The Forest Service has compiled data from visitors and user groups for several years to formulate recommendations for the plan update. Here’s a look at some of the topics likely to generate discussion — and possibly controversy.
The tram, or shuttle, which carries visitors to a series of stops along the main 3.8-mile road in the canyon, has drawn praise from some visitors and criticism from others who disapprove of its noise, intrusiveness and biodiesel and diesel fuels.
“There are various opinions about the tram, but in general the public has seen a need for a basic transportation system in the canyon,” Pratt said. Discussion of the tram could include matters such as alternative fuels, quieter operations and environmental impacts.
David Lazaroff, a naturalist who has written two books about Sabino Canyon, suggested some alternatives for tram operations.
“When the canyon was closed some years ago for repair work (that halted tram operations), people remarked about how quiet it was,” Lazaroff said. “So we might consider asking: Does it have to run every day? Could we have quiet days” when trams don’t operate in the canyon?
Another thing to consider, Lazaroff said, is the narration by tram drivers, which has frequently drawn criticism from canyon walkers who find the amplified narration intrusive.
“Do we need to have narration on the shuttle?” Lazaroff said. “Could we maybe have it quiet most of the time and occasionally have a narrated tour?”
The Sabino Canyon visitor center contains informative exhibits, but it is considered by many to be too small for a site that gets a million visitors a year.

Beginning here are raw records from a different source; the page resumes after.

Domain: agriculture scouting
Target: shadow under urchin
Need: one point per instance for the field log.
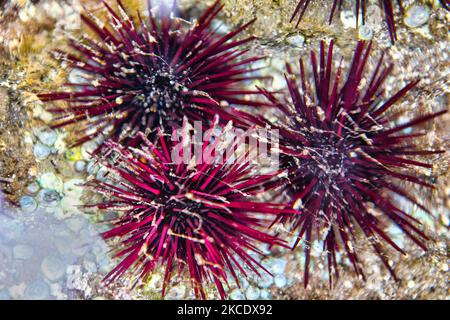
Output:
(199, 215)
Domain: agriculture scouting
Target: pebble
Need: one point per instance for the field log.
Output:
(265, 281)
(348, 19)
(276, 265)
(28, 204)
(50, 180)
(47, 137)
(48, 198)
(23, 251)
(73, 154)
(41, 151)
(33, 188)
(417, 15)
(365, 32)
(10, 229)
(296, 41)
(76, 223)
(53, 268)
(80, 166)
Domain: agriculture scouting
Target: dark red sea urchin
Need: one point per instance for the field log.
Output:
(343, 154)
(140, 76)
(198, 215)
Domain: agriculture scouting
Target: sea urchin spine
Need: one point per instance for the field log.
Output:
(344, 155)
(140, 76)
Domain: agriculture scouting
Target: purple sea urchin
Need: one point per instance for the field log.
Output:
(360, 6)
(198, 215)
(344, 155)
(141, 76)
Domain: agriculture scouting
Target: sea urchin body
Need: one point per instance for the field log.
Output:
(345, 157)
(198, 216)
(140, 76)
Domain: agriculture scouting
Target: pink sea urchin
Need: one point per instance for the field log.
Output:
(199, 215)
(139, 76)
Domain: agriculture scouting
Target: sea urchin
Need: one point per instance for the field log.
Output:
(139, 76)
(343, 155)
(197, 215)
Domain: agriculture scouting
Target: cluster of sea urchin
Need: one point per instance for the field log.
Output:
(360, 6)
(343, 154)
(338, 147)
(139, 76)
(196, 215)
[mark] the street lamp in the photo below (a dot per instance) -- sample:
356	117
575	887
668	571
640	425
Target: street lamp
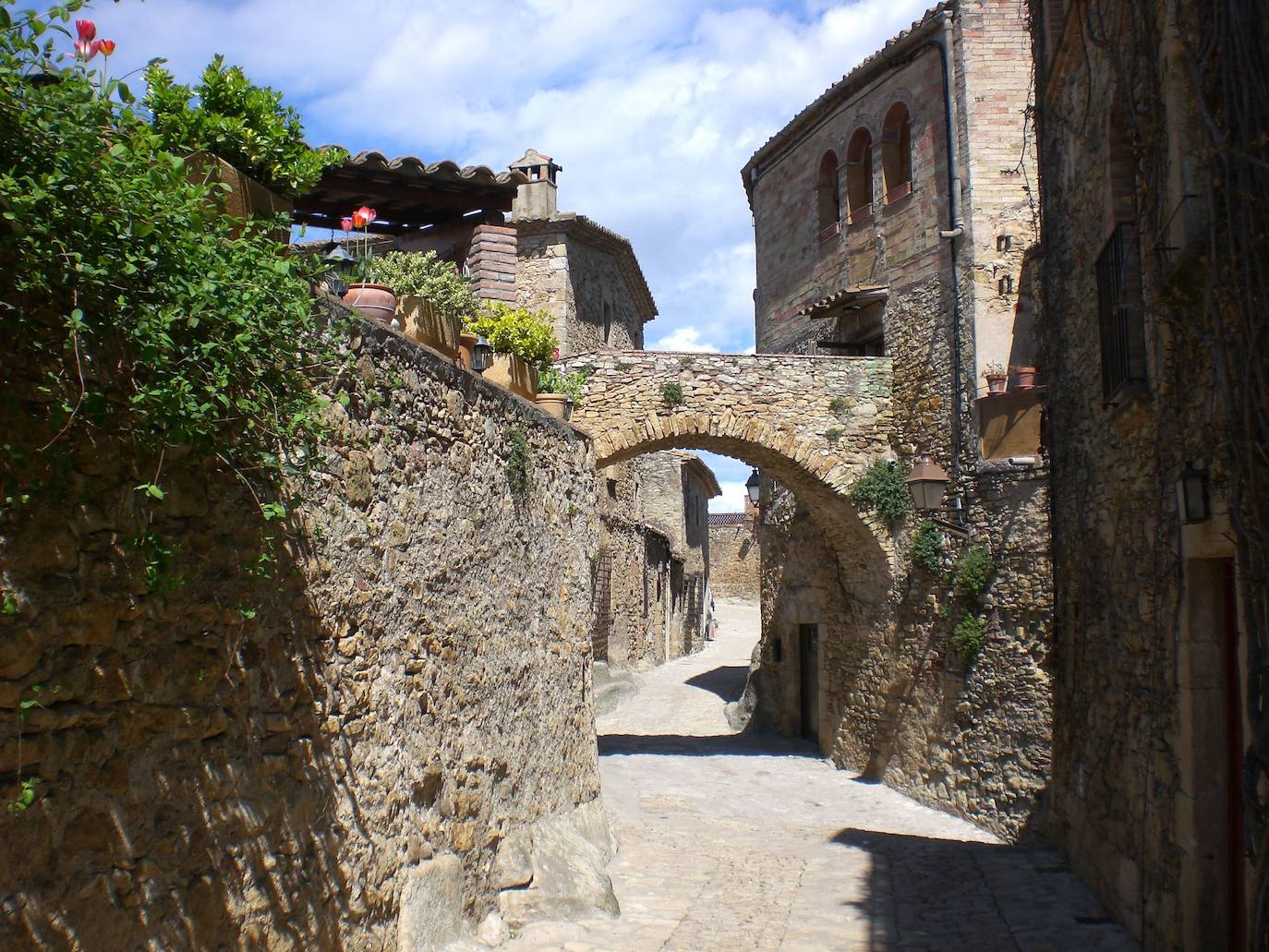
1195	494
753	487
928	484
482	355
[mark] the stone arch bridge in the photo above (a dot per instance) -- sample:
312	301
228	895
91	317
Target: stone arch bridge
811	423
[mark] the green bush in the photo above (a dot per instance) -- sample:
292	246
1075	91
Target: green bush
126	295
571	385
882	488
969	636
516	331
928	548
425	275
243	124
973	572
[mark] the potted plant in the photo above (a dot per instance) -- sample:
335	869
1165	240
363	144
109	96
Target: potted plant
523	343
431	295
561	392
367	295
240	135
995	376
1024	377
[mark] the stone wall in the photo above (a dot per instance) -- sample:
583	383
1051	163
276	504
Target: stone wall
733	559
335	751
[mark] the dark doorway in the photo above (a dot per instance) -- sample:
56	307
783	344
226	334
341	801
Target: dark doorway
808	639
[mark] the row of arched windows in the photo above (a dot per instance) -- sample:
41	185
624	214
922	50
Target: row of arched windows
896	159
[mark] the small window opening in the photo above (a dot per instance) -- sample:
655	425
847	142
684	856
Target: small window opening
828	197
896	152
859	176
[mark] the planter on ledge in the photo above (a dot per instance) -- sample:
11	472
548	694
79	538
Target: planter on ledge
555	404
373	301
425	324
514	373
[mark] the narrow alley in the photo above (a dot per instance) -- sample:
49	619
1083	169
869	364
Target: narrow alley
737	843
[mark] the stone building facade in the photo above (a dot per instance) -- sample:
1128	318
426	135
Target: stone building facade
1155	754
733	555
369	745
891	216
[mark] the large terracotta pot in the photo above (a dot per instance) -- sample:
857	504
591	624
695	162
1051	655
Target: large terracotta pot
375	301
555	404
425	324
465	342
512	372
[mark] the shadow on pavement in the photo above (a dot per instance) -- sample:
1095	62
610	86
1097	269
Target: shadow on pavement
727	681
946	894
706	745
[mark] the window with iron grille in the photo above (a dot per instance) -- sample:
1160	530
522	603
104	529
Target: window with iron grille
1123	351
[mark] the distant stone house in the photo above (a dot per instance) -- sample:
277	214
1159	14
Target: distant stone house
891	217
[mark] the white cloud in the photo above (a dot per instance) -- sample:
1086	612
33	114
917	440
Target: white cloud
732	499
684	339
651	105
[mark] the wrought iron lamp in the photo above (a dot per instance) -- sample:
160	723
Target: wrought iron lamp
482	355
928	484
1195	494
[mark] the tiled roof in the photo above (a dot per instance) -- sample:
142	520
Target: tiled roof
848	84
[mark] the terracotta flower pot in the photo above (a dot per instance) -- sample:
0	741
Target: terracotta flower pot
555	404
465	342
375	301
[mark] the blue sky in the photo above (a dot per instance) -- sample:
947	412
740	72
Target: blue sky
650	105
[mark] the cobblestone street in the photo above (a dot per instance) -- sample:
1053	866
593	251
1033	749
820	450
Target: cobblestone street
731	843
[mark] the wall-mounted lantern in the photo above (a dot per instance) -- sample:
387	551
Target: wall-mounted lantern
928	484
482	355
753	487
1194	488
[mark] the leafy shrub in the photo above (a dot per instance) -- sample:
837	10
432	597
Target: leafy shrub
571	385
243	124
516	331
882	488
425	275
973	572
928	548
127	295
516	461
969	636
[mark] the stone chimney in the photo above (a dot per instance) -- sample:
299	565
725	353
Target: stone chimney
537	197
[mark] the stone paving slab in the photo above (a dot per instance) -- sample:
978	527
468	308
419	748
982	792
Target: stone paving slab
737	843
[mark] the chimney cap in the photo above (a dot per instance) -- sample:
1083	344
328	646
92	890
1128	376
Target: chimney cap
533	158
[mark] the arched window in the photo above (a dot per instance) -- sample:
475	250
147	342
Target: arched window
827	196
896	152
859	176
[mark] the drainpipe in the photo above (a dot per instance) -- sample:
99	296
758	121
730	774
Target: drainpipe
944	44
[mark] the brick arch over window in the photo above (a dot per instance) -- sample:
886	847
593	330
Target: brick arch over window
828	193
896	152
859	176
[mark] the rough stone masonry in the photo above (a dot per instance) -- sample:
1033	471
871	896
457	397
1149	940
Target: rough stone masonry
372	744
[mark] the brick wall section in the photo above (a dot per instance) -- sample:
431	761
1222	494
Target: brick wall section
272	762
491	263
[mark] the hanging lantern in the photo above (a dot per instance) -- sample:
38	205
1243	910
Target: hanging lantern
928	484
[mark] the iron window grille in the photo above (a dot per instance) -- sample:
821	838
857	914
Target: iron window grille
1119	312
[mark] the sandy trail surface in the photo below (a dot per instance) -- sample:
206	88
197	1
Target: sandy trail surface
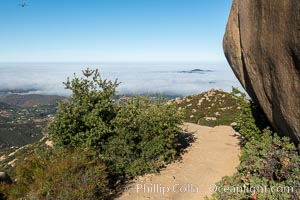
214	154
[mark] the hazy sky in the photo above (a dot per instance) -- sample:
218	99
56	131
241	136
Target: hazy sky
112	30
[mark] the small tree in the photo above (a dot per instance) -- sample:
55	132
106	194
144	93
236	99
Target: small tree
84	121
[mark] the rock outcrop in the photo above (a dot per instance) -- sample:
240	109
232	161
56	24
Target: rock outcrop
4	178
262	45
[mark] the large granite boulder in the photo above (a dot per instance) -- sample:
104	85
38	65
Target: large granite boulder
262	45
5	178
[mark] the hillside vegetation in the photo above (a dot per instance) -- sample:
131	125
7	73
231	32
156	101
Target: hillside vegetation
101	143
98	144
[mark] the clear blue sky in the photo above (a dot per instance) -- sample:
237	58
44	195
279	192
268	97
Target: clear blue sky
112	30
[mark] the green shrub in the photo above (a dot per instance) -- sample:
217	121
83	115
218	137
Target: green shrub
84	121
132	137
61	174
146	135
270	162
252	119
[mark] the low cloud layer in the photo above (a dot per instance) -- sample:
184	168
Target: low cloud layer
135	78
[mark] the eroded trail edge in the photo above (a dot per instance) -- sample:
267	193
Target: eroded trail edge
214	154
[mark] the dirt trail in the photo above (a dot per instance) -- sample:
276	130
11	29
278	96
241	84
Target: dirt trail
214	154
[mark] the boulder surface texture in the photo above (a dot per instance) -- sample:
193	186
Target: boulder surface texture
262	46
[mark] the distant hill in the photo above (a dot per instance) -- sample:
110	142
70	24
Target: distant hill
30	100
210	108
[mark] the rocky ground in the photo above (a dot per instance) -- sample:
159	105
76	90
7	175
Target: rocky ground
214	154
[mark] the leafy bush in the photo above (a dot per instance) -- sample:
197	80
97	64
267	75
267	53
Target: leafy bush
146	134
268	162
84	121
252	119
272	163
61	174
132	137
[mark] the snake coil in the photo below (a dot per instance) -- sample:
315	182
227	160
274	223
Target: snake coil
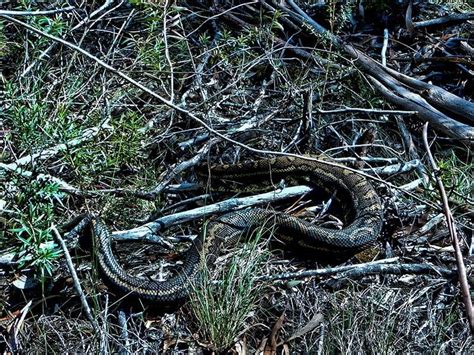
362	230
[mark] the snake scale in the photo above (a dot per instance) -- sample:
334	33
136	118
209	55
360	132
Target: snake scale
361	230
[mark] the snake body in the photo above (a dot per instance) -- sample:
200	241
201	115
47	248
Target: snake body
364	227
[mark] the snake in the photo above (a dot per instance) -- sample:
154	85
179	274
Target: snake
353	189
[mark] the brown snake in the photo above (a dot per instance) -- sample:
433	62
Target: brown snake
362	230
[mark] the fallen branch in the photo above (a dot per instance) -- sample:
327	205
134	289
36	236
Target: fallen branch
219	207
445	19
75	278
36	13
379	267
466	295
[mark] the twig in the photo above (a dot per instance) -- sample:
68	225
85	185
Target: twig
372	268
384	47
190	114
167	52
466	295
445	19
219	207
79	25
36	13
394	169
124	340
13	343
365	110
47	153
75	278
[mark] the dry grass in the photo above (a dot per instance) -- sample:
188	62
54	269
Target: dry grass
231	81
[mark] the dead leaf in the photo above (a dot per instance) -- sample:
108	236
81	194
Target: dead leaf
308	327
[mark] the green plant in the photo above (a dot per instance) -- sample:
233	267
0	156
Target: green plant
34	240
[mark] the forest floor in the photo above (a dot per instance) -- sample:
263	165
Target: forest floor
108	107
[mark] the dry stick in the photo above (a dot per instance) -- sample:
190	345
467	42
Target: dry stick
35	13
231	204
365	110
77	283
79	25
430	114
466	295
386	266
194	117
445	19
406	98
167	52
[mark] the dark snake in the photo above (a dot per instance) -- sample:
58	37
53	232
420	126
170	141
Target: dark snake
363	228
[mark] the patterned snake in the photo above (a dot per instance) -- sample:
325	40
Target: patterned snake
363	228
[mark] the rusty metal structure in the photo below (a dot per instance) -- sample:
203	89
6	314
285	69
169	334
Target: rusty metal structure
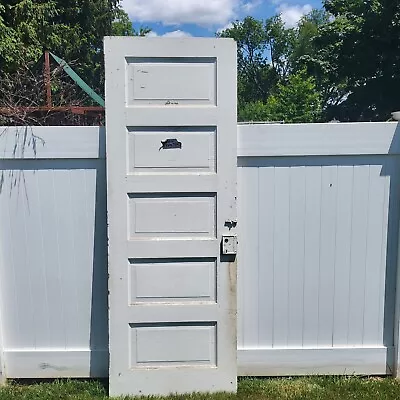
96	113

“We are open to all sorts of ideas for the visitor center,” Pratt said. “This is a highly desired destination, and we need to be planning for the future as to how to create the best visitor experience possible.”
Some canyon visitors interviewed in recent months say an expansion of the visitor center might be needed to adequately introduce and explain aspects of the canyon ecosystem — especially to visitors unfamiliar with desert landscapes.
Lazaroff said any expansion should be thoroughly studied in advance and limited in scope.
“My view,” he said, is that Sabino Canyon is an extremely valuable and sensitive natural and historical landscape. People love it as it is. That means to me that we should be very conservative about making physical changes.
“If changes are made, they need to have very good justification.”
NEW ACCESS FACILITIES
A new parking lot has been built about a half-mile north of the main canyon parking lot and visitor center, which are at 5700 N. Sabino Canyon Road. The lot isn’t yet open for public use.
Pratt said people attending the meeting are welcome to comment on the need to open the new lot to augment parking at the existing lot, which has about 370 spaces and often is full during busy seasons.
“At this point, it’s a proposal,” he said. “Such an addition to the recreation area would have numerous review processes.”
POSSIBLE NEW TRAIL
Among ideas under consideration at the meeting will be a proposed new scenic trail.
The trail, Pratt said, would be built on the southeast side of Sabino Creek — extending from an area near Mile Marker 1 on the canyon road to Tram Stop 8, near the upper end of the road.
“The biking community desires more access to Sabino Canyon,” Pratt said. “This is an opportunity for them to tell us how to facilitate that.”
Cycling now is permitted on the canyon road only before 9 a.m. and after 5 p.m. — and not at all on Wednesdays and Saturdays.